What was needed was automation. Henry and his engineers invented machines to make large quantities of the parts needed for the vehicle and devised methods of assembling the parts as fast as they were made. They were ready for the breakthrough.

Increasing productivity

To achieve Henry Ford’s goal of mass consumption through mass production, productivity needed to increase. At the Detroit factory in Michigan, workers were placed at appointed stations and the chassis was hauled along between them using strong rope. The chassis stopped at each station, where parts were fitted, until it was finally completed.

Henry Ford had built on the basic principles of early pioneers such as Elihu Root, who masterminded an assembly system for Samuel Colt, which divided the manufacturing process in order to simplify it.

He continued experimenting until every practice was refined, and his mass production vision became a reality.

Another initiative was to use interchangeable parts that could be put together easily by unskilled workers. The experiments continued with gravity slides and conveyors. Naturally, even the placement of men and tools was meticulously researched to ensure the production line ran as efficiently as possible

Each department, in the manufacturing process was broken down into its constituent parts. These sub-assembly lines were set up in each area until, as Henry was heard to remark, "everything in the plant moved." As a result, production speeds increased – sometimes they were up to four times faster.

The final assembly line - how we do it today!

The ultimate step was the creation of the moving final assembly line.

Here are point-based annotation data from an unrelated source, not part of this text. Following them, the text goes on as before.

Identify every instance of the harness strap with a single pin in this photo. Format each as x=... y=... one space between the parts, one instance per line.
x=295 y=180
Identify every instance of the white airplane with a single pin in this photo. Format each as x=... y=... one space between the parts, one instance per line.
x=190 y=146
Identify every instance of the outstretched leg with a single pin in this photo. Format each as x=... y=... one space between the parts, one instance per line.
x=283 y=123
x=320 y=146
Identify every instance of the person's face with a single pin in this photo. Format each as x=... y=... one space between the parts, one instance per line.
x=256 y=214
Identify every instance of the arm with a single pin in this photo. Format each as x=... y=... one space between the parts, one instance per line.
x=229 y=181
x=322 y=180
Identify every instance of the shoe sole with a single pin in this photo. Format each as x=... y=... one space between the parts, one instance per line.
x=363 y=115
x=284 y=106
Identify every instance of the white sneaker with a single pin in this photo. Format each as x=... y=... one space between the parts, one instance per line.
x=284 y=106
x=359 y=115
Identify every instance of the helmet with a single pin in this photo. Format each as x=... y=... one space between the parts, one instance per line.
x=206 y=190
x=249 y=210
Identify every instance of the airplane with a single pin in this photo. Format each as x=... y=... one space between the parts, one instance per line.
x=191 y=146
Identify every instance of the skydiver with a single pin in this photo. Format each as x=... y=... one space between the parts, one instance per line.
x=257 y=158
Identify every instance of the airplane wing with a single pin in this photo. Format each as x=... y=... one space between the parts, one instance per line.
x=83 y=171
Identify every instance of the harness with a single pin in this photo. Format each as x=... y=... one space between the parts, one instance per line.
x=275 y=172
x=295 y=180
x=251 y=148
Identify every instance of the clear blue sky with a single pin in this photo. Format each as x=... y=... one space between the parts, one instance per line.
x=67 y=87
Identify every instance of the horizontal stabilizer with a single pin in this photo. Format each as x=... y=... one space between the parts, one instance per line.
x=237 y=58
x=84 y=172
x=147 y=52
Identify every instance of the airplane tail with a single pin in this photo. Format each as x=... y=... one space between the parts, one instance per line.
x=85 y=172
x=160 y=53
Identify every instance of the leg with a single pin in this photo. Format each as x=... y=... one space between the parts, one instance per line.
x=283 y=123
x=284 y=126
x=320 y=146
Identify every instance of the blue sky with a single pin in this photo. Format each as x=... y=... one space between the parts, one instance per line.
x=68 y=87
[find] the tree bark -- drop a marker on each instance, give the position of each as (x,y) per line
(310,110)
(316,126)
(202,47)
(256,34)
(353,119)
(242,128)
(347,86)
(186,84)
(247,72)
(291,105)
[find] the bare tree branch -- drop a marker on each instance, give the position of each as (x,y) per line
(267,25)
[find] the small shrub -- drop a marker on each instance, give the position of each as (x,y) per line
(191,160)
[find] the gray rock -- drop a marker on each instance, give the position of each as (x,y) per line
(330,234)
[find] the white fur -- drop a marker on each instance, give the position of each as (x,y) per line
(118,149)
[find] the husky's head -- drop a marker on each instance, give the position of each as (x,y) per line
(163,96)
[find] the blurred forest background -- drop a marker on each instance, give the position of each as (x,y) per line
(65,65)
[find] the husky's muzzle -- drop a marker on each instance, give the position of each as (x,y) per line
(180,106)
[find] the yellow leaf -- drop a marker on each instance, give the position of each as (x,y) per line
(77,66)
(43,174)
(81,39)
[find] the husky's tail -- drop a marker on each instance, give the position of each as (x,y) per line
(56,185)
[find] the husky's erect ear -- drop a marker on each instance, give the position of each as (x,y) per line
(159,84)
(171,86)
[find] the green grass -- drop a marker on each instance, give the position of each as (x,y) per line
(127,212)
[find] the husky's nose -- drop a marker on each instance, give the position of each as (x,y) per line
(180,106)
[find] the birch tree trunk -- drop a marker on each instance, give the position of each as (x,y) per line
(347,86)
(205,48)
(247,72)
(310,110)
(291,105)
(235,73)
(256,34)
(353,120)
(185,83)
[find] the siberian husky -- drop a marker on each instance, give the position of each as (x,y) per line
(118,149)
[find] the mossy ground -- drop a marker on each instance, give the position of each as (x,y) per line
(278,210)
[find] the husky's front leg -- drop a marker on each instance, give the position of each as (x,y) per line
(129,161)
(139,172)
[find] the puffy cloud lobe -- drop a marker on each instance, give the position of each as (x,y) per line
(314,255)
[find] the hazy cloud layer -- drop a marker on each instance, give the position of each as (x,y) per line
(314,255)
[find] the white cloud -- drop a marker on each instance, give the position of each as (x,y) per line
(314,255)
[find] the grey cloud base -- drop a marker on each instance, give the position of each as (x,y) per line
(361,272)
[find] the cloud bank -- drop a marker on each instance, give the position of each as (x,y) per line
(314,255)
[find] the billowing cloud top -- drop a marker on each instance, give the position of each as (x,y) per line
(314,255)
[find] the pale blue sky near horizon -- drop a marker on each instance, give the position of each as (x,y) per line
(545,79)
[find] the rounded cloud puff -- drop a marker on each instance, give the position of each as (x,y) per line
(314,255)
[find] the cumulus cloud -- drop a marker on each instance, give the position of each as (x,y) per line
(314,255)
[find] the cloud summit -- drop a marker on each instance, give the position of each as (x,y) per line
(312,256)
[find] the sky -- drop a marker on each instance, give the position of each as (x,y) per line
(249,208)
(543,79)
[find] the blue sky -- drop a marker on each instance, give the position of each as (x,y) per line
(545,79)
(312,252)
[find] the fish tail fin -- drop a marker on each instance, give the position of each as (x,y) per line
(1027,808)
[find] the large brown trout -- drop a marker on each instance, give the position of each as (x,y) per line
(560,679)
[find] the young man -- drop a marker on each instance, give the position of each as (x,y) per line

Starting with a bare chassis, it moved along the line and through each workstation until a complete car was driven off under its own power. An essential part of this process was that all feeder lines along the route were synchronised to supply the right parts, at the right time.

This combination of accuracy, continuity and speed introduced mass production to the world. At Highland Park, Model T production reached record levels, with a complete car leaving the line every 10 seconds of every working day. Ford was able to cut prices, double the minimum daily wage to $5, produce a superior product and still make a profit.

At this time, two million Model Ts were being produced by Ford each year and sold at just $260 – a very affordable price for its time.